Publicis Sapient CEO: “Grief is Holding Back CMOs In Their AI Adoption”

Nigel Vaz, CEO at Publicis Sapient – the digital transformation consulting arm of Publicis Groupe – says that grief for traditional ways of working is holding back CEOs and CMOs in their rollout of AI initiatives.

At the Interactive Advertising Bureau UK’s (IAB UK) inaugural AI Growth Summit in London, Vaz told Shruti Dube, UK Country Director at Meta in a fireside chat, that organisations must accept new ways of working to achieve effective AI transformation.

When asked what’s holding business leaders back, Vaz responded: “The thing that’s holding them back more than technology today is probably grief.”

“A lot of people are mourning the idea of what they’ve built over their entire careers in terms of models and ways of working,” he said.

Vaz’s response reflects some workplace reluctance towards enterprise AI initiatives and the new ways of working it ushers in, often automating tasks professionals spend years honing.

On what that grief looks like in practice, Vaz explained: “There was a huge amount of ‘this is what has made us successful for all this time’ – and that isn’t gone. But I think as people get over that, they realise that AI isn’t a technology, it’s an opportunity to reimagine – whether at a CEO or CMO level – an entire way of doing things in that industry.”

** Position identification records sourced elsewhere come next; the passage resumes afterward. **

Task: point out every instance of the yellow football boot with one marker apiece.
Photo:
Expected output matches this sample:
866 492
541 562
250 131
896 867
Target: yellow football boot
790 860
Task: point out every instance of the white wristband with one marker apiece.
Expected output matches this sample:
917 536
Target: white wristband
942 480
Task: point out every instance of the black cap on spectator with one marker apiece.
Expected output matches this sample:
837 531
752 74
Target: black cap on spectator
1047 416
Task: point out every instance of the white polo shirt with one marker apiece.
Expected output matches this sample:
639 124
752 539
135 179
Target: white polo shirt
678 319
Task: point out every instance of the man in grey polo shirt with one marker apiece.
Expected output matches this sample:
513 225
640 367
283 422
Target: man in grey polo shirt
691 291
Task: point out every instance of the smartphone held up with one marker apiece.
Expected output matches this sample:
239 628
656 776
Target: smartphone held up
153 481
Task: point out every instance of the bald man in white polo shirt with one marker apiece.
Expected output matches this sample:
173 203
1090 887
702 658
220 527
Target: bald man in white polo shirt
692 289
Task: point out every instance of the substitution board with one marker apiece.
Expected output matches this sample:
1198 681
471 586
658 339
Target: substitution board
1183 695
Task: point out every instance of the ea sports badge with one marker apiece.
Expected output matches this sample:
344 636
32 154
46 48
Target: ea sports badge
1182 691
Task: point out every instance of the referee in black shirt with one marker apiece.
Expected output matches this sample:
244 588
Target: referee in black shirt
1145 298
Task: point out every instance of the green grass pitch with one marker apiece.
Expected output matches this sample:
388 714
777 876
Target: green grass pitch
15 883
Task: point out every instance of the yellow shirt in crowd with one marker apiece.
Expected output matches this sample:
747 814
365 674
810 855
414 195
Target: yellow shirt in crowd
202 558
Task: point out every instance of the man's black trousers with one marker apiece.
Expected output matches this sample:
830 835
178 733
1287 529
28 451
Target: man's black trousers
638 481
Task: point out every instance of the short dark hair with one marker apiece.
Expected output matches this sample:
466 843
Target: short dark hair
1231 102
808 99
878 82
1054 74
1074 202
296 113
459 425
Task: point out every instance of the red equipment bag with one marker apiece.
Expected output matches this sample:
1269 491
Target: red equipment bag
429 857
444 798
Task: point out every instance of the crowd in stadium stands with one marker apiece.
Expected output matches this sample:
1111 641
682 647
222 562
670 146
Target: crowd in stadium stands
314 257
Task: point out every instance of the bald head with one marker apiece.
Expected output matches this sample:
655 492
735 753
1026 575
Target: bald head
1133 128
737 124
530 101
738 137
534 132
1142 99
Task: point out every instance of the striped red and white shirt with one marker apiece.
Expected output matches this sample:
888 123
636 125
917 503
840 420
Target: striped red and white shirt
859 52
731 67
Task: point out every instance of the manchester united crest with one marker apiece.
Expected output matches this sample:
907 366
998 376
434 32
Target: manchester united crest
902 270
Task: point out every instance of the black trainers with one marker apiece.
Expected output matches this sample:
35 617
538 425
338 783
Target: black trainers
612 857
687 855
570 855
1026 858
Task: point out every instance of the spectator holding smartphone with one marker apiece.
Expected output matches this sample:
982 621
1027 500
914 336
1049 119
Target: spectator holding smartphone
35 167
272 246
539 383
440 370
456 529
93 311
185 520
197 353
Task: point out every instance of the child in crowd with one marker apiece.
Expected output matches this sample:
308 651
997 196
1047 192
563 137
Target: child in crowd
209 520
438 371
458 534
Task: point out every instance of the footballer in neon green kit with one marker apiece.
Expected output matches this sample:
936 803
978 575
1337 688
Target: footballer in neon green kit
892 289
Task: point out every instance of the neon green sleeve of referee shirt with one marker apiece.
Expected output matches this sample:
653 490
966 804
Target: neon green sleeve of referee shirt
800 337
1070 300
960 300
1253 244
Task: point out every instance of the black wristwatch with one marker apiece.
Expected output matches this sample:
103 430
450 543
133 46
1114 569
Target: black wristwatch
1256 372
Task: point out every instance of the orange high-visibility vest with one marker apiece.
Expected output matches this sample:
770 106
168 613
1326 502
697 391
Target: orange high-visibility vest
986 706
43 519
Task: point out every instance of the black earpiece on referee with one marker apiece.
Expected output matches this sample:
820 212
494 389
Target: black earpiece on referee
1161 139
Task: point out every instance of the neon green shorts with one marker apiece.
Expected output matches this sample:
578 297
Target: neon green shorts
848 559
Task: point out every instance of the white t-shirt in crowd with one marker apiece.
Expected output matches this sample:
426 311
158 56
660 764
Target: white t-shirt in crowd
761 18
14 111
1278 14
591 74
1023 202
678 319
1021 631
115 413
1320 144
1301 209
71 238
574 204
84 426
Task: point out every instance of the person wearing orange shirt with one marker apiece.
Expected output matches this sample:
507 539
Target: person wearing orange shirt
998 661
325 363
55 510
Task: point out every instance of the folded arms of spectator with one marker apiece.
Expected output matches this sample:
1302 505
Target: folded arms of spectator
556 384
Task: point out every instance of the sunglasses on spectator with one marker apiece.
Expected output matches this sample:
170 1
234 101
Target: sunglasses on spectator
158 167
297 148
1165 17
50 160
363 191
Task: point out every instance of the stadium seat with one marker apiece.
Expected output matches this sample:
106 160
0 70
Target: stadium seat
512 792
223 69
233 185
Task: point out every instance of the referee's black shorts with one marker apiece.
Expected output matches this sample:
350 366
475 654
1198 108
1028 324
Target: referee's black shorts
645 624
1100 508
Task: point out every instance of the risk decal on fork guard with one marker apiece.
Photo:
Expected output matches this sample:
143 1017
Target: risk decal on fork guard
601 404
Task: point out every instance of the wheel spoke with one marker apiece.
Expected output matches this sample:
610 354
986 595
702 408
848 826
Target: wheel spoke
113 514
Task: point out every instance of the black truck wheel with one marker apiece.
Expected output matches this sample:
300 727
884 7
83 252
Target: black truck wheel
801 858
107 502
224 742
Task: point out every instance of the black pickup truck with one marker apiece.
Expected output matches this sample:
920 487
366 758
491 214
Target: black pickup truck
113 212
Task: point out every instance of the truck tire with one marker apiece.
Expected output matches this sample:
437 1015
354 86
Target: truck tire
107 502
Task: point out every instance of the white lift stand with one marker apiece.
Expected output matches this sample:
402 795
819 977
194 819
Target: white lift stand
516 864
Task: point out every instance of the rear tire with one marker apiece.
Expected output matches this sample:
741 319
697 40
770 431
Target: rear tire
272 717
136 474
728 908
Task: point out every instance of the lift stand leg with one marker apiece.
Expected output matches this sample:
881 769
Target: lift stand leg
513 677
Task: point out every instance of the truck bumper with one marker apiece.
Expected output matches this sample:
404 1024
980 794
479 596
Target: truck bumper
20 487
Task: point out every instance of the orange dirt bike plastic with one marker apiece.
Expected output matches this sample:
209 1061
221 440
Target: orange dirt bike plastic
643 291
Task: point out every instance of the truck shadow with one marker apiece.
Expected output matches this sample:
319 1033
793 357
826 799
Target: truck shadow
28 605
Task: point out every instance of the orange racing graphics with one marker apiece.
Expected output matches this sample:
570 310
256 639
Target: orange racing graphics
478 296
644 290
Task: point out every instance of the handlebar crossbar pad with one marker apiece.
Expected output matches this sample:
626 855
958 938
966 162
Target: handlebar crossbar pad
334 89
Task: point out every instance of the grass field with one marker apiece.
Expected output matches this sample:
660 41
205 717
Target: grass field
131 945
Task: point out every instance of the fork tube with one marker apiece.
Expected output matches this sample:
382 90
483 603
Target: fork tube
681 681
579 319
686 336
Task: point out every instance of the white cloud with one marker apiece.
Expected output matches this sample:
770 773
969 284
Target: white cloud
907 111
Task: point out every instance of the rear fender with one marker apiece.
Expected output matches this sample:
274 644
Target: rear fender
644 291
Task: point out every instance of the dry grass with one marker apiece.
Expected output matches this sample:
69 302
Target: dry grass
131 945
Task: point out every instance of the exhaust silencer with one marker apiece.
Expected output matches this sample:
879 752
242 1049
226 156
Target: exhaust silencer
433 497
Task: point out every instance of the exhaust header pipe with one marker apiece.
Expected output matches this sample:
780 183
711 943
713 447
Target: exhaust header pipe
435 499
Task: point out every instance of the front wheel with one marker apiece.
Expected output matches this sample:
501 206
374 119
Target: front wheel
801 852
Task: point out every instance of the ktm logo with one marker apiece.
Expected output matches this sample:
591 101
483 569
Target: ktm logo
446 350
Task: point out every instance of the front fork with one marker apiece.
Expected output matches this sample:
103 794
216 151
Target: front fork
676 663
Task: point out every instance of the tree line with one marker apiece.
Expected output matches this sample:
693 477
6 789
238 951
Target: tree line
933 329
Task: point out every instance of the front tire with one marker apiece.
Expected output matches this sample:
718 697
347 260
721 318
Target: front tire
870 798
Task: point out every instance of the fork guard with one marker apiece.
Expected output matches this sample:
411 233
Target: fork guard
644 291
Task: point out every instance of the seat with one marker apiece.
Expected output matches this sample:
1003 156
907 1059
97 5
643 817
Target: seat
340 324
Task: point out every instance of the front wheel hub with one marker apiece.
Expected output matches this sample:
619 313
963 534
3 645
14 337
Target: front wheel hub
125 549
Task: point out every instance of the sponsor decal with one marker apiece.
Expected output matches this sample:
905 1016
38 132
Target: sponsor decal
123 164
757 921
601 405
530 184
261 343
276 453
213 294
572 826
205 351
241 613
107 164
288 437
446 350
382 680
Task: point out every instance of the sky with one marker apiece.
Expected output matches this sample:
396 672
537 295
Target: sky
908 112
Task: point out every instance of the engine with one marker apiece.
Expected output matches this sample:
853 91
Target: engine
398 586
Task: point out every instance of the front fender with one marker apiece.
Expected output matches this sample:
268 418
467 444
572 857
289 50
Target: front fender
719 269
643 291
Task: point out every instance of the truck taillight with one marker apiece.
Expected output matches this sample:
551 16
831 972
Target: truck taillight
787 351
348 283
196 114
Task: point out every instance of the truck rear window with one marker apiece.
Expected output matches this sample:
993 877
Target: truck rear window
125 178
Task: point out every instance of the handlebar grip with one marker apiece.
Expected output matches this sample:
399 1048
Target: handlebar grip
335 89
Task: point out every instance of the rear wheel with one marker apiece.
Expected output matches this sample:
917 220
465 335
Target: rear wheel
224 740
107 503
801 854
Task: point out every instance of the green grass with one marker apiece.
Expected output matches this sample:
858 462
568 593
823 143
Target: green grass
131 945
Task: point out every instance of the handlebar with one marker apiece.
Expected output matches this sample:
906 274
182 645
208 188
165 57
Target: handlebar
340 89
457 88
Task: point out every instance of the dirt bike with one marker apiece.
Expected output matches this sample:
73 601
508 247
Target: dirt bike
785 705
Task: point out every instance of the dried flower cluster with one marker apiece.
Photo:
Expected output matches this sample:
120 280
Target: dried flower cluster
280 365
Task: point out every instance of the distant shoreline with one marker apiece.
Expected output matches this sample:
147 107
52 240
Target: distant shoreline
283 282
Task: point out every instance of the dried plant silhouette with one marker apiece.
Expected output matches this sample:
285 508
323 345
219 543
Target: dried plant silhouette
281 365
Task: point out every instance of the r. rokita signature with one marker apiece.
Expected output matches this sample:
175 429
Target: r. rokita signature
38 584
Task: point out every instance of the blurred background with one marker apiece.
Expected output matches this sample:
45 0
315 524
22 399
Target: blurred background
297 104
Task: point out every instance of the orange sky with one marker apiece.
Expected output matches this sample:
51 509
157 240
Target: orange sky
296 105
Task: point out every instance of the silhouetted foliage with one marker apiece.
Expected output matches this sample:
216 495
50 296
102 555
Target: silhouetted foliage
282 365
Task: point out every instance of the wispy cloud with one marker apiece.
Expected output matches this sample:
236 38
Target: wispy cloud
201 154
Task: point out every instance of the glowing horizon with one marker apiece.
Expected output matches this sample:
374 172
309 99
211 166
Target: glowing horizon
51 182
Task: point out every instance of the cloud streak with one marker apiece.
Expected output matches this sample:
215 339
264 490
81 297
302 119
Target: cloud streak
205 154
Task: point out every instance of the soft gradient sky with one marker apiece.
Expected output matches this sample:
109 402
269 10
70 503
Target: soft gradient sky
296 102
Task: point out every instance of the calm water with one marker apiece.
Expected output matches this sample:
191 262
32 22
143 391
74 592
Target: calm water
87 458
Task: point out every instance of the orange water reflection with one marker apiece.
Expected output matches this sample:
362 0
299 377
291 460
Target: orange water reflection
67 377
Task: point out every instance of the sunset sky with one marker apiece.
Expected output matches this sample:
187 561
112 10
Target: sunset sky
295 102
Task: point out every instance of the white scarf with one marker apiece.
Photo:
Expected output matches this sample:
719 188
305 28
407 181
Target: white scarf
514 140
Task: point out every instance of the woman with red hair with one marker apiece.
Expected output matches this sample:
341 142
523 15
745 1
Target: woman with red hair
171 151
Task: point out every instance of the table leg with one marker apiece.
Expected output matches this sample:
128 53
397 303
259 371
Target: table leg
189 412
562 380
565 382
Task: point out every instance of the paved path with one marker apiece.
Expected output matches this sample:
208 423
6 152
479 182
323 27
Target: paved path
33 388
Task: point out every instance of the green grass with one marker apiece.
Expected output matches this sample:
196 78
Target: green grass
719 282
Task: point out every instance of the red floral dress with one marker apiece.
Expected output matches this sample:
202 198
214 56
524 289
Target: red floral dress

Reimagining the Modern Business

Companies scrambled to implement AI following the launch of ChatGPT in 2022 and the ‘GenAI boom’. Many of these companies, who are well into their AI implementation projects, are only now starting to see where AI brings real value and where cracks are starting to show, with many realising the technology’s power to exacerbate existing problems around data, systems, or processes.

Being purposeful about where you place AI, and not putting it in a workflow for the sake of it, is critical according to Vaz, who believes businesses must recognise this “once in a generation moment” to reimagine their organisation.

“Put simply, making the irrelevant more efficient isn’t actually going to move you forward,” he said. “So I think there’s an opportunity to step back and say “Is this something we should be doing?’ as opposed to trying to apply AI to existing models.”

Vaz continued: “You have to start to rewire so many of the things that have worked so well for so long from ‘first principles’. And I think this idea of ‘first principles’ scares a lot of people because, you know, we’ve built a lot of expertise on what we’ve got today.”

The concept of ‘first principles’ represents a way of thinking that strips ideas down to their basic form, to rebuild new solutions essentially from scratch. For many companies, AI tools so far have been latched onto existing workflows, often with the incentive of speeding up tasks or cutting costs.

Vaz argues that an entire reorganisation of workflows is needed in many cases, which is often easier for smaller, more agile businesses.

He said: “I think what we’re seeing, in particular when you look at startups and businesses that are smaller and more agile, is that they don’t have as much of this ‘legacy tech debt’.

“I think this tech debt is why large organisations move slowly, but it’s also [because of] grief. It’s about our emotional resilience beyond the technology where we say ‘we’re going to start from ‘first principles’. This might fundamentally require my incentives changing, my team’s roles changing, people being reorganised in the context of how you run the business. I think that shift is a human thing. It’s not a technological thing.”